Work from eight different artists and artistic groups, each of which have used their own personal backgrounds to inspire their art, explore these themes.
Tulani Hlalo’s piece comprises two films, Fatherland and Motherland. She covers herself in earth in Bulawayo, Zimbabwe and stands in the sea in Tynemouth, England—the places that her parents are from—while she looks at the camera.
There is a clear sense of split identity as she explores both sides of her heritage literally side by side—the screens are placed next to each other.
The idea of national identity is complex and the piece emphasises how immigration and an ever-globalising world have an effect on your ability to understand and express yourself.
Oscar Santillan’s The Intruder consists solely of a small stone, but it could be interpreted as an anti-imperialist message as a comment on things removed from their original settings.
Taken from Scafell Pike, the highest mountain in England, when the piece was first exhibited in London in 2015 there was outcry from people demanding it to be returned.
This shows the hypocrisy of being outraged by a small bit of rock being removed while overlooking the amount of natural resources Britain and other world powers have stolen over the years.
The exhibit reveals the way some people attach more importance to a fragment of rock than to human beings being deported. The Museum of Homelessness also contributed a selection of items to the exhibition from their State of the Nation project.
These pieces aim to reveal what lies beneath situations of homelessness and serves to highlight the many problems people experiencing homelessness face.
This is at a time when there are record numbers of homeless people in Britain—a 169 percent increase since 2010.

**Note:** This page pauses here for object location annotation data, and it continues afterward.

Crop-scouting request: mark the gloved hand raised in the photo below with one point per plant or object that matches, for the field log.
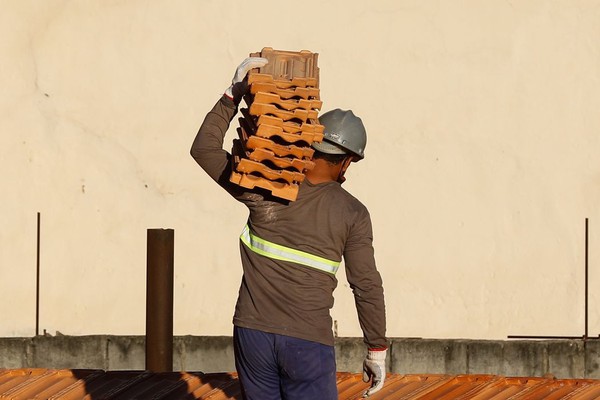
(374, 369)
(239, 83)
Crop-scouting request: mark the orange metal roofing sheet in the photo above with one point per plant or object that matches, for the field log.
(38, 383)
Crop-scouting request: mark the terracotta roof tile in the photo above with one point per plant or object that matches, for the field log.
(37, 383)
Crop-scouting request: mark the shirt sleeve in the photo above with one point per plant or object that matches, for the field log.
(207, 148)
(366, 282)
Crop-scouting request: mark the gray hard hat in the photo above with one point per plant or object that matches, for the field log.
(344, 134)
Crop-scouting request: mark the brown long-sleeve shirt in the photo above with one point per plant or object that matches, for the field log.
(283, 297)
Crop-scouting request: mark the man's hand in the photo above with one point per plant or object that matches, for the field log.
(239, 85)
(374, 369)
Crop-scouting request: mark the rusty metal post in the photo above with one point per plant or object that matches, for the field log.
(159, 300)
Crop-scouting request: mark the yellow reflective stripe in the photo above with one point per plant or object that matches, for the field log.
(279, 252)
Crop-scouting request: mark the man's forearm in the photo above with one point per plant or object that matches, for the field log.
(207, 148)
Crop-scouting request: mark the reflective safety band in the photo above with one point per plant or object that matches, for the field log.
(278, 252)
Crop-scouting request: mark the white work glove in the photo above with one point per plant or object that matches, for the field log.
(238, 84)
(374, 369)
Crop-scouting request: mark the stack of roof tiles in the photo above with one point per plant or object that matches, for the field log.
(279, 124)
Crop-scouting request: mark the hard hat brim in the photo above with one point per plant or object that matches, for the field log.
(328, 148)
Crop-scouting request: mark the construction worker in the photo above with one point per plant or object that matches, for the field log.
(290, 251)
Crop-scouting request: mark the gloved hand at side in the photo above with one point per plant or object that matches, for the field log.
(239, 83)
(374, 370)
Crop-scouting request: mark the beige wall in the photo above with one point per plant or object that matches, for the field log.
(482, 162)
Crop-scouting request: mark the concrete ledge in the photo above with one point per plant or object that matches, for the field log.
(565, 359)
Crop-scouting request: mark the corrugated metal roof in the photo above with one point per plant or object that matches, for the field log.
(37, 383)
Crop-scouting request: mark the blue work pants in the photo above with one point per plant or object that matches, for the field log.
(277, 367)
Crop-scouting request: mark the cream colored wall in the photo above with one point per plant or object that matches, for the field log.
(481, 166)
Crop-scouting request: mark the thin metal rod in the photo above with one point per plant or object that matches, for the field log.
(37, 279)
(159, 300)
(585, 336)
(543, 337)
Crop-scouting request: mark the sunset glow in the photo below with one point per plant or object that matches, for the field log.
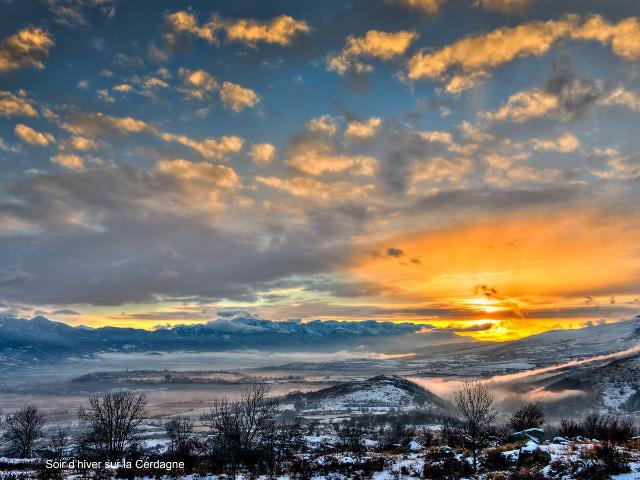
(469, 169)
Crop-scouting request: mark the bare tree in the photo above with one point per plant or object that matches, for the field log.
(476, 406)
(113, 420)
(239, 429)
(23, 429)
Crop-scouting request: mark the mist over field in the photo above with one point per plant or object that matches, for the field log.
(374, 239)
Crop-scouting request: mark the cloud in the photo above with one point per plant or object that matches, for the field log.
(26, 48)
(237, 98)
(281, 30)
(505, 6)
(438, 169)
(375, 45)
(565, 143)
(33, 137)
(312, 189)
(427, 6)
(82, 144)
(104, 95)
(324, 124)
(13, 105)
(621, 167)
(123, 88)
(317, 158)
(212, 148)
(622, 97)
(201, 85)
(183, 22)
(97, 124)
(262, 153)
(362, 130)
(563, 96)
(198, 83)
(522, 106)
(462, 63)
(521, 174)
(432, 7)
(73, 13)
(68, 160)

There are a few items on display here but the one which sticks out the most is an Anti-Social Behaviour Order given to a homeless man for begging.
This really emphasises to the viewer how challenging homelessness is. Constant barriers are being put up to deny people the most basic rights while money being used for this could instead be used for putting in place structures of support.
This exhibition shows well the subject of identity and the political and structural factors that can shape it. If you are in Manchester you should definitely go and see it.